We’re happy to announce the first tool in our own API series, the BookGlutton Epub Converter. It’s a simple way to create the IDPF‘s open ebook format, ePub, from basic HTML files. The REST-like interface allows developers to do conversions from anywhere on the Web, be it a backend script or a frontend form for their users. The curious can play with the tool on our site, where we’ve put up some documentation and a test form.
Now, I know I’ve voiced concerns about the ePub format before, so at first glance it wouldn’t make sense for me to build a tool which creates more of it. The short explanation is that if we make this format accessible to independent, open-source Web developers and tech-savvy Web readers and writers, a collective outcry may have more sway in future renditions of it. So please, create some ePubs with this. If you’re curious about the internal XML workings of the format, rename your epub with a .zip extension, unzip it, and open the files up in your favorite text editor. Then ask yourself how the format could be improved for you, and tell the IDPF what you think.
We’re committed to being open and we hope that developers in the online book community will not only want to use the tools we develop, but will also feel encouraged to develop their own. As always, we welcome suggestions. Developers out there: what services or data would you like to see us make accessible to your own sites? Users: what tools might make reading online easier and more fun? Let us know!
Hi Onar,
The converter will be back online in the next ten days. We’ve been making some changes to it – cleaning it up a bit. Stay tuned – we’ll announce it here and on our Twitter stream.
Is this .epub converter taken offline for good? Are there any other good or similar epub converters out there?

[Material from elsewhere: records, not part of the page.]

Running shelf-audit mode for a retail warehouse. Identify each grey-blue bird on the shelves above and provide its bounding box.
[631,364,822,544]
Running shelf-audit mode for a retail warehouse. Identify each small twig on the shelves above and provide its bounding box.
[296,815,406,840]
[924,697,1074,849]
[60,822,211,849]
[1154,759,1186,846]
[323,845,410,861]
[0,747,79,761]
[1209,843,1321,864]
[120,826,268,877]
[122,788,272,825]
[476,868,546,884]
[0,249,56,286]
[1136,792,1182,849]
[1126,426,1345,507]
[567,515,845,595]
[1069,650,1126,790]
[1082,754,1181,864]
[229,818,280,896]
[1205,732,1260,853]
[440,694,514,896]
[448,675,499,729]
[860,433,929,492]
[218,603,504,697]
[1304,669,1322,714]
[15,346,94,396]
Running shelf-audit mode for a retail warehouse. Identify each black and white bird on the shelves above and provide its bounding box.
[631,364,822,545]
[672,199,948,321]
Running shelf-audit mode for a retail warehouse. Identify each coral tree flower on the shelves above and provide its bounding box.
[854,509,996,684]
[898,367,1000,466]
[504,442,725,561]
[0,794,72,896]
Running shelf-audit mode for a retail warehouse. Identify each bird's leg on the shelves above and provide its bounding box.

Mangal: Technically, all .epub readers _must_ allow DTBook to be used as the internal content. OPS 2.0 includes DTBook as a “preferred vocabulary” along with XHTML. When asked, the Adobe Digital Editions team assured me that Digital Editions handled DTBook-backed .epub files well.
could i create .epub from DTBook using this tool?
Is there are any reader exists which read DTBook based epub?
Added that in. Thanks!
Aaron: I’d suggest pretty-printing your XML for now so that you can get more meaningful line numbers from epubcheck. In my case, it complains here for the unfinished element:
11
The jing RelaxNG validator isn’t much more helpful (http://idpf.org/2007/opf/OPF_2.0_final_spec.html#AppendixA):
$ jing opf2.rng OPS/index.opf
/Users/keith/scratch/book_glutton/foo/OPS/index.opf:11:14: error: unfinished element
/Users/keith/scratch/book_glutton/foo/OPS/index.opf:2:91: error: IDREF “PrimaryID” without matching ID
…but does actually provide the answer. Please add the @id” value to the dc:identifier.
Yes, the problem was the PHP ZipArchive class which was compressing and not storing. I moved creation of the zip to the command line and now the validator no longer complains. It’s still complaining about unfinished elements though.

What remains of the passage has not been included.